Sadly, however, for all the praise heaped onto Tottenham and every prediction of pending glory, they haven’t lived up to expectations.

They still haven’t won anything, are a long way off the talent exhibited at Manchester City and Liverpool – despite having had their manager for longer than both – and are now preparing for the humiliation of facing Barcelona in the Champions League this Wednesday.

They can’t compete in Europe’s top tier and they can’t compete at the top of England’s. So the question really is this: when will Tottenham’s time playing second fiddle to the world’s better teams come to a halt? And, more importantly, how will it do so? Will they eventually break out of the rut and storm to success or will things head in the other direction: a slump down the table to vie for Europa League spots with the other underachievers?

Having made no signings at all this summer, Daniel Levy has made his plan clear: to be financially savvy – even frugal – and build a club for the long-run that operates on all levels as a successful business. The new stadium, reluctance to spend on a player and staggeringly low wage-bill all highlight a club predestined for a long, stable future. But not one heading for success any time soon.
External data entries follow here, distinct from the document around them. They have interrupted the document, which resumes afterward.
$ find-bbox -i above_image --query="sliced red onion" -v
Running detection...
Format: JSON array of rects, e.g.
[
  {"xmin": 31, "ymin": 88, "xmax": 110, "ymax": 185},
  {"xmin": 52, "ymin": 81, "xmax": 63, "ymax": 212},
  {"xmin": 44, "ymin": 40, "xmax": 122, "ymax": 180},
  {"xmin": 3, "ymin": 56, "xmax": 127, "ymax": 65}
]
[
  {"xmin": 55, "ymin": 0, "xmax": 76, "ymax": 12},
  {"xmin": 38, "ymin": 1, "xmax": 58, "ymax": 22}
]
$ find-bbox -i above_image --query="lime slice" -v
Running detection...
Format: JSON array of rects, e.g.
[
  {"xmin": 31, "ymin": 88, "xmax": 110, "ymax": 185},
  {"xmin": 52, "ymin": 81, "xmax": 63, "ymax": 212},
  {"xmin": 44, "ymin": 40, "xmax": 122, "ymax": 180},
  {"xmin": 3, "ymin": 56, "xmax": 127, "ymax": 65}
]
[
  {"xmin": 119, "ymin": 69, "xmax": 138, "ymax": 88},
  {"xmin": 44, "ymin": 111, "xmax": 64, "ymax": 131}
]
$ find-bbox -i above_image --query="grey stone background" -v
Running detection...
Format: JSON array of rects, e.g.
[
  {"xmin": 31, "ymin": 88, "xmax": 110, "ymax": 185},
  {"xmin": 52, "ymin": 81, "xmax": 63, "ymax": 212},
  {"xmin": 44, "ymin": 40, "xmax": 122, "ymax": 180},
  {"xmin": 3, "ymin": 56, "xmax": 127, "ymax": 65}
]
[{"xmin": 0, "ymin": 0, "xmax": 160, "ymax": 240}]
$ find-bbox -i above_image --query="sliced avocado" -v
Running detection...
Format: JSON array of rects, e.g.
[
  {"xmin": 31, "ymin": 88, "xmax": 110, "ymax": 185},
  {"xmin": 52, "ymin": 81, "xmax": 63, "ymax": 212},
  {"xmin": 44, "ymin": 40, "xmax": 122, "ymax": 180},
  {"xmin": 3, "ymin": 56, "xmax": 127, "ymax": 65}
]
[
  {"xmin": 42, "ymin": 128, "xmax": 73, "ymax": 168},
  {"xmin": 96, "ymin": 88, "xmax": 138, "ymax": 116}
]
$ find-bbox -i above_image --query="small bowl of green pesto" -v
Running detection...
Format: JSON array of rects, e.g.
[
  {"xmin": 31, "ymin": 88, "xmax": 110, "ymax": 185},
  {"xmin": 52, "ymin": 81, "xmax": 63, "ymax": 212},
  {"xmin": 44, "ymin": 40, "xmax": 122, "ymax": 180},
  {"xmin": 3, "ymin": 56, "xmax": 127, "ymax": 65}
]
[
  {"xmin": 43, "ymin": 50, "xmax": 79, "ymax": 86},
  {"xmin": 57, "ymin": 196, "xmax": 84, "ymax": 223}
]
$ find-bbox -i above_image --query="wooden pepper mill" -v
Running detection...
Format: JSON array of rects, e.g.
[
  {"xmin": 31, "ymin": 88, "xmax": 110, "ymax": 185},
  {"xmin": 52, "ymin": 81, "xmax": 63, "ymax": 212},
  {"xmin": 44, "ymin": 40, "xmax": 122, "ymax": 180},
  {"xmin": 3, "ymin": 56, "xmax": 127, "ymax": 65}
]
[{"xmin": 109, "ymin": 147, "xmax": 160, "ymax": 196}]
While Levy’s model may be disciplined and beneficial going forward, it’s not one that will rack up points in this country.

As has been shown, to win in England, you have to spend big. Manchester City’s record signing? £60m. Liverpool’s? £75m. Tottenham’s? Just £42m.

And it may be this that’s slowing them down. Sustainability is all well and good if it’s sustaining fulfilled potential. Tottenham Hotspur are smart, perhaps embodying the future of modern football (just check out the new stadium’s amenities) but what they’re doing is simply maintaining their position as a top six club; not a top six club who want to win anything.

Their potential is going unfulfilled like a stroppy Will Hunting and it’s time that things kicked up a gear.

Harry Kane seems ever-poised to be stolen by a bigger, more attractive European club and then where would Spurs end up? Their use of pacy, attacking fullbacks has been cottoned onto by the world and his wife and without Kane firing on all cylinders, they look somewhat impotent going forward.

The smart, young manager with the vibrant, exciting squad is fine and promising enough. But Mauricio Pochettino is running out of time. There’s only so long that getting by means success in the Premier League and Spurs have exhausted that period. Perhaps, then, they – and Pochettino – just aren’t as good as we all once hoped.

Only time will tell, but qualifying for Europe and making it to a Wembley showpiece game once a season doesn’t stand as achievement. Not in England, not even for Spurs.